The Realities of Offshoring


Offshoring is still a viable option for small and medium enterprises (SMEs) despite the public backlash. The truth is, it provides smart and flexible options for businesses. The masses may argue that it's all about greed and capitalism. But until you launch your own start-up or run your own retail shop, you can't really know what it takes to thrive in today's market conditions.

At the same time, this isn't an excuse for businesses to run on inexpensive labour. Here's how SMEs can deal with the realities of offshoring and outsourcing that affect them today.

Responsible Offshoring


A few weeks ago a garment factory in Bangladesh collapsed. This further confirms the pervading negative issues about offshoring and outsourcing - poor working conditions and inexpensive labour. The opposing groups have now more ammunition against outsourcing.

Keep in mind though, that outsourcing is a business process. How it is sourced and implemented depends on both the business process outsourcing (BPO) client and service provider. Arbitrage can be achieved, but with rising labour costs this isn't much of an advantage. Low cost doesn't necessarily equate to poor working conditions. There are offshore service providers with proper infrastructure and skilled talent that can be found with a rigorous selection process.

BPO clients who mainly focus on the bottom line are likely end up with shady deals.  Quality and good working conditions come with a price. It is the responsibility of businesses, from start-ups to multinational corporations, to ensure that they are offshoring to a reputable and established service provider. Due diligence should be implemented at the start and throughout the duration of the offshoring engagement.

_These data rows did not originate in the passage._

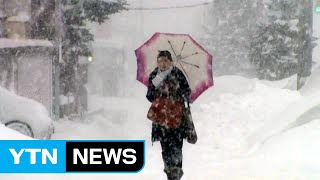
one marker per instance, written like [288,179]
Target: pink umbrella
[194,61]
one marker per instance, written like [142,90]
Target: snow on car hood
[14,107]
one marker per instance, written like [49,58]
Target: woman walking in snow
[168,81]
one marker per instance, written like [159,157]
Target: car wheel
[21,127]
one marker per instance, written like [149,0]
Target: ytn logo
[108,156]
[32,153]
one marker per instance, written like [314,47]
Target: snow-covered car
[9,134]
[25,115]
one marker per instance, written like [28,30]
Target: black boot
[174,173]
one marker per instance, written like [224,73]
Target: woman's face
[164,63]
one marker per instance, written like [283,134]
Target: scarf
[161,75]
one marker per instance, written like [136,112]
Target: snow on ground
[224,116]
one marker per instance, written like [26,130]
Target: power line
[171,7]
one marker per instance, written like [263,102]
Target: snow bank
[13,43]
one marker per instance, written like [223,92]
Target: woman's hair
[164,54]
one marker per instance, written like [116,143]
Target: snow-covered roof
[164,3]
[13,43]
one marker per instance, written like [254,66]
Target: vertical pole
[57,60]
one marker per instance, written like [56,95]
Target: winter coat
[176,87]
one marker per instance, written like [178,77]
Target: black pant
[172,150]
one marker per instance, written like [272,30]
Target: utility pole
[305,60]
[57,61]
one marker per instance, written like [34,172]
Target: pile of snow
[224,116]
[164,3]
[13,43]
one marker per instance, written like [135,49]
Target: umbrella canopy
[193,60]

BPO providers also have to step-up. Buyers and the public have become more discerning about offshoring and outsourcing. Traditional service providers are already facing disruptive technologies such as cloud computing and automation. They need to invest in their capabilities if they want to shake off the negative image of offshoring.

It takes effort from both sides. Businesses and service providers should look beyond low cost efficiency.

Proper Knowledge Transfer


According to the Business Spectator, the RBC scandal is a good case study for Australian businesses who are outsourcing offshore.

The bank is facing a backlash when an employee publicly claimed that their jobs were being offshored, and they were forced to train the foreign workers replacing them. In truth, the number of jobs that would become redundant was relatively small – 45 – but the bank was using temporary foreign workers to replace Canadian IT workers until the job was offshored to India.

In less than 48 hours, the bank faced a federal government investigation on its use of temporary foreign workers, and an intense public backlash. A separate Facebook page called for a boycott of the bank and several jabs at their slogan - “Your child's future outsourced – lost Canadian jobs you can bank on”.

The scandal received a lot of attention because it was attached to a face, instead of the number. Businesses should anticipate their employees reaction, then implement a proper transition and knowledge transfer. Offshoring should not be used to get rid of a service, but to enhance internal efforts.There are Australian SMEs who benefited from supporting their in-house efforts with offshore staff.


The reality is businesses will always seek to provide quality services at a low cost – whether they're a buyer or supplier. But this should not be the end nor only goal. Change must come from both sides, or else the stereotypical image of corporate capitalism and overseas inexpensive labour will persist.